Заметив Ахмета, ван Миттен спросил:
— Вы, мой юный друг, не разделите ли со мной утреннюю прогулку?
— Разве у меня есть на это время? — вопросом на вопрос ответил Ахмет. — Мне нужно заняться пополнением наших дорожных припасов. Очень скоро мы пересечем русско-турецкую границу, и в пустынях Лазистана[245] и Анатолии раздобыть хоть что-то будет нелегко. Так что, как вы понимаете, я не могу терять ни мгновения.
— Но после этого, — продолжал голландец, — разве у вас не будет нескольких свободных часов?..
— После этого, господин ван Миттен, мне надо навестить нашу почтовую карету, договориться с каретником, чтобы он затянул гайки, смазал оси, посмотрел, не стерся ли тормоз, и сменил тормозную цепь. Нужно, чтобы после перехода границы нам не требовалась починка. Я собираюсь привести карету в отличное состояние и очень надеюсь, что она благополучно закончит эту удивительную поездку вместе с нами.
— Хорошо! Ну а после? — не отступал ван Миттен.
— После я займусь сменой лошадей и пойду на почту, чтобы уладить это.
— Отлично! А потом? — еще раз спросил ван Миттен, не отказавшийся от своей мысли.
— Потом, — ответил Ахмет, — пора будет отправляться и мы уедем.

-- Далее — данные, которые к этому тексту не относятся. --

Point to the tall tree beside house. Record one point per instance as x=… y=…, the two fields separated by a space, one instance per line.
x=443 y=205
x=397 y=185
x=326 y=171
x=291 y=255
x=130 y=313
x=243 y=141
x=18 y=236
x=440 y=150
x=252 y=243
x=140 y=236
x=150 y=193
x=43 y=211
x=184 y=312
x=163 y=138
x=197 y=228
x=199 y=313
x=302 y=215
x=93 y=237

Так что я вас покидаю.
— Одну минуточку, мой юный друг, — удержал его голландец, — я хочу кое-что вам предложить.
— Предлагайте, господин ван Миттен, только быстро.
— Вы, без сомнения, знаете, что представляет собой провинция Мегрелия?
— Приблизительно.
— Это местность, орошаемая поэтическим Фасисом[246], золотые блестки из которого некогда украшали мраморные ступени дворца на его берегах.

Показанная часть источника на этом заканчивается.